Interestingly, I ran into the same problem (lack of idempotency) today. A quick look at the code shows that this is a standard implementation of quicksort, which is known to be "unstable" (i.e., it doesn't deal well with equality cases in the comparison; of course it deals even less well with incomparable elements, but then no sorting algorithm will). I think it'd be good to have a stable variant of sort (say, merge sort) implemented, possibly adding an Option Stable=>true to use it?

DanGrayson commented 6 years ago

Can merge sort be made stable in the presence of incomparable pairs?

pzinn commented 4 years ago

... and reopening an old thread... here's a stable, idempotent sort for an arbitrary preorder. i.e.,

It is slow -- O(n^2) -- but I'm not sure one can do better in this generality. Incidentally, I find it really awkward that instead of using x==y I have to write (x ? y) === symbol ==. any reason why this is so? (even if x<y, say, works perfectly fine)

sortPair = new WrapperType of BasicList;
sortPair ? sortPair := (a,b) -> if (a#0 ? b#0) === symbol == then a#1 ? b#1 else hash(a#0) ? hash(b#0);
stableSort = S -> (
    S = apply(sort apply(#S, i -> sortPair{S#i,i}), s -> s#0);
    d := new MutableList from apply(#S, i -> # select (#S, j -> ( 
        b := S#j ? S#i; b === symbol < or (b === symbol == and j<i))));
    z := new MutableList from positions(d, i -> i===0);
    pos = #z - 1;
    while pos >= 0 list S#(z#pos) do (
    i := z#pos;
    pos = pos - 1;
    scan(#S, j -> (
        b := S#i ? S#j; if b === symbol < or (b === symbol == and i<j) then (
        d#j = d#j - 1;
        if d#j === 0 then ( pos = pos + 1; z#pos = j; );
        )));
    )
)
DanGrayson commented 4 years ago

About Set == Set : since ideal equality I==J is mathematical equality, it would be good if sets of ideals could also be mathematically compared, but instead:

i13 : set {ideal (0,0)} == set{ideal 0}

o13 = incomparable

That's what I've been holding out for.
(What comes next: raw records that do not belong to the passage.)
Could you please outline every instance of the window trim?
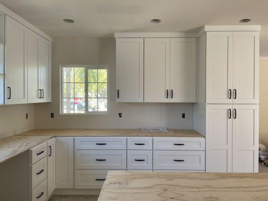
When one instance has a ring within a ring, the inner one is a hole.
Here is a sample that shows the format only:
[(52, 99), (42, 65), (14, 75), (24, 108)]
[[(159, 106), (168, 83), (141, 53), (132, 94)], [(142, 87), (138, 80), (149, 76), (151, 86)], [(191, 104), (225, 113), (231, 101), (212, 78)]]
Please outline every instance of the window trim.
[[(62, 108), (63, 105), (63, 69), (64, 67), (84, 67), (85, 68), (85, 112), (84, 113), (64, 113), (63, 112), (63, 109)], [(60, 65), (59, 66), (59, 72), (60, 72), (60, 115), (109, 115), (110, 114), (110, 68), (109, 65)], [(107, 69), (107, 111), (106, 112), (91, 112), (88, 111), (88, 103), (86, 103), (86, 101), (88, 101), (88, 91), (87, 88), (88, 83), (87, 80), (87, 71), (90, 69)]]

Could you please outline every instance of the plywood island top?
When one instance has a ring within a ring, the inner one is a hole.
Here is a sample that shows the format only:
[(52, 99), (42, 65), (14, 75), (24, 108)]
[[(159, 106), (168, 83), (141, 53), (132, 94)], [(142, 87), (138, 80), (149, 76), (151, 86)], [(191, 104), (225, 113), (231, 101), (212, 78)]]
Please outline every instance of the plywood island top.
[(98, 201), (268, 200), (268, 173), (109, 171)]

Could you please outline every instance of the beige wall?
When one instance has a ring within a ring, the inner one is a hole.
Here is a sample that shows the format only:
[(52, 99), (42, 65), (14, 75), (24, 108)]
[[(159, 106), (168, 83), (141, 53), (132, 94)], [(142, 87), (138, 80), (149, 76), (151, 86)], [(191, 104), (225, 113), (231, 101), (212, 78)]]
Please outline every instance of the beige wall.
[(33, 104), (1, 106), (0, 139), (33, 129), (34, 111)]
[[(53, 38), (52, 103), (35, 106), (35, 128), (193, 128), (192, 104), (116, 103), (115, 62), (114, 39)], [(59, 115), (59, 65), (64, 64), (111, 65), (109, 115)], [(50, 118), (52, 112), (54, 119)], [(122, 113), (122, 118), (119, 113)], [(182, 113), (186, 113), (185, 119), (182, 119)]]
[(259, 143), (268, 146), (268, 60), (259, 64)]

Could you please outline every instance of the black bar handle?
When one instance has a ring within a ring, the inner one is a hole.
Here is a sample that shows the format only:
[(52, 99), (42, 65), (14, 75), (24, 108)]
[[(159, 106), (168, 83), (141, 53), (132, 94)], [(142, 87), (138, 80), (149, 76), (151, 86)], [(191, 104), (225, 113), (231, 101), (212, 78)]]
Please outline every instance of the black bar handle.
[(9, 86), (8, 87), (8, 88), (9, 89), (9, 93), (10, 95), (9, 97), (8, 98), (8, 99), (11, 99), (11, 87), (10, 87)]
[(38, 199), (38, 198), (40, 198), (42, 196), (42, 195), (43, 195), (43, 194), (44, 194), (44, 192), (42, 192), (41, 193), (41, 194), (39, 196), (38, 196), (38, 197), (36, 197), (36, 198), (37, 199)]
[(145, 145), (145, 143), (135, 143), (135, 145)]
[(106, 143), (96, 143), (97, 145), (105, 145)]
[(44, 153), (44, 151), (42, 151), (41, 152), (37, 153), (36, 155), (40, 155)]
[(41, 170), (39, 172), (37, 173), (36, 174), (38, 175), (38, 174), (40, 174), (42, 172), (44, 171), (44, 170)]
[(96, 181), (105, 181), (106, 179), (97, 179), (96, 178)]
[(52, 154), (52, 148), (51, 146), (49, 146), (48, 147), (49, 148), (49, 154), (48, 154), (48, 156), (51, 156)]

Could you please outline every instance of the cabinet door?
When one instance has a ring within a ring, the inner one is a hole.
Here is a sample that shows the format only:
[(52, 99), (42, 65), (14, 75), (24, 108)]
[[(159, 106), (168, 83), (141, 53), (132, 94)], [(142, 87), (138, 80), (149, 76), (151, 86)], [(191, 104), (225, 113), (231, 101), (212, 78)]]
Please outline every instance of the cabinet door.
[(51, 43), (40, 37), (38, 49), (41, 102), (49, 102), (51, 101)]
[(259, 32), (233, 33), (234, 104), (258, 103), (259, 36)]
[(116, 39), (116, 102), (143, 102), (143, 39)]
[(73, 187), (73, 138), (56, 138), (56, 188)]
[(38, 84), (38, 40), (40, 37), (31, 30), (27, 33), (28, 103), (40, 103)]
[(233, 109), (233, 172), (258, 172), (258, 106)]
[(56, 139), (47, 142), (47, 196), (56, 187)]
[(27, 28), (6, 16), (7, 104), (27, 103)]
[(207, 32), (206, 60), (206, 103), (231, 104), (233, 32)]
[(169, 102), (169, 38), (144, 39), (144, 102)]
[(170, 39), (170, 102), (196, 102), (196, 39)]
[(206, 108), (206, 171), (231, 172), (232, 105)]

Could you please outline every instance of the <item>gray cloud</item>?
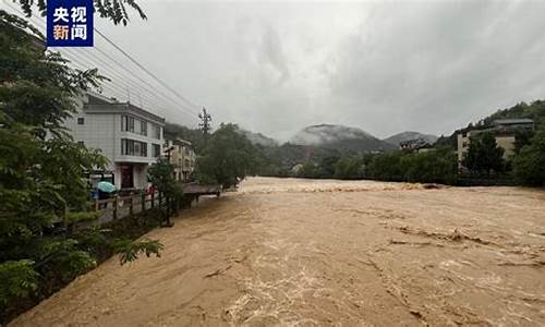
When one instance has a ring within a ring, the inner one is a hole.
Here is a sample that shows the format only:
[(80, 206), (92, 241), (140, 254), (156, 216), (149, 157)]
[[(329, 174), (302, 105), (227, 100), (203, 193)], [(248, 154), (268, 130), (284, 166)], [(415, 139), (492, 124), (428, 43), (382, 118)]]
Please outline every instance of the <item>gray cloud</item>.
[(447, 134), (545, 97), (543, 1), (143, 5), (146, 22), (99, 25), (215, 122), (281, 140), (316, 123)]

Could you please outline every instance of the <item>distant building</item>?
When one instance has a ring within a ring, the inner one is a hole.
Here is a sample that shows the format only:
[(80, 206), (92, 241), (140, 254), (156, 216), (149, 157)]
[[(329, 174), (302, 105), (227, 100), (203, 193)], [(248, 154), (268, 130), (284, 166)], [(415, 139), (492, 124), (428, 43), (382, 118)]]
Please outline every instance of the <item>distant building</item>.
[(88, 93), (65, 120), (74, 141), (99, 148), (118, 189), (145, 189), (147, 168), (162, 153), (165, 119), (130, 102)]
[(174, 179), (180, 182), (190, 181), (195, 170), (195, 152), (191, 142), (177, 138), (166, 140), (165, 149), (170, 149), (170, 164), (174, 166)]
[(514, 141), (517, 131), (533, 131), (534, 121), (531, 119), (500, 119), (493, 122), (493, 128), (485, 130), (472, 130), (459, 133), (458, 137), (458, 167), (462, 168), (462, 160), (468, 152), (472, 137), (483, 133), (493, 133), (498, 147), (504, 149), (504, 158), (514, 155)]

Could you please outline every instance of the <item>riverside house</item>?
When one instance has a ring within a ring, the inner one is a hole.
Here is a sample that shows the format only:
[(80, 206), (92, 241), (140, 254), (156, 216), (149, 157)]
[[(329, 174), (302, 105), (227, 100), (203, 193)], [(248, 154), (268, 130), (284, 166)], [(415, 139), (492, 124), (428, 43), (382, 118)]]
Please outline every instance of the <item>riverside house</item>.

See also https://github.com/Macaulay2/M2/issues/1185

About awkwardness: it's unintentional. This code was probably introduced with Betti tables in mind:

     /Applications/Macaulay2-1.15/share/Macaulay2/Core/set.m2:38:38-43:11: --source code:
     VirtualTally ? VirtualTally := (x,y) -> (
          w := values ((new VirtualTally from x) - (new VirtualTally from y));
          if #w === 0 then symbol ==
          else if all(w,i -> i>0) then symbol >
          else if all(w,i -> i<0) then symbol <
          else incomparable)

I've just noticed we don't have a method for Ideal ? Ideal. We could. ( https://github.com/Macaulay2/M2/issues/1207 )

Does your analysis of your algorithm assume hash code collisions don't occur?

pzinn commented 4 years ago

concerning the awkwardness, I was referring to this comment in help symbol ==:

Caveat
Warning: whether this comparison operator returns true is not necessarily related to whether the comparison operator ? returns symbol ==.

I'm happy with the VirtualTally comparison code. and yes, my algorithm does rely on the absence of hash collisions...

DanGrayson commented 4 years ago

concerning the awkwardness, I was referring to this comment in help symbol ==:

Caveat
Warning: whether this comparison operator returns true is not necessarily related to whether the comparison operator ? returns symbol ==.

That's unavoidable, since X==X and X?X can be implemented in incompatible ways by the user, or by us. And that, in turn, is explained by the desire to define equality even in contexts where we can't define "bigger than".

I'm happy with the VirtualTally comparison code. and yes, my algorithm does rely on the absence of hash collisions...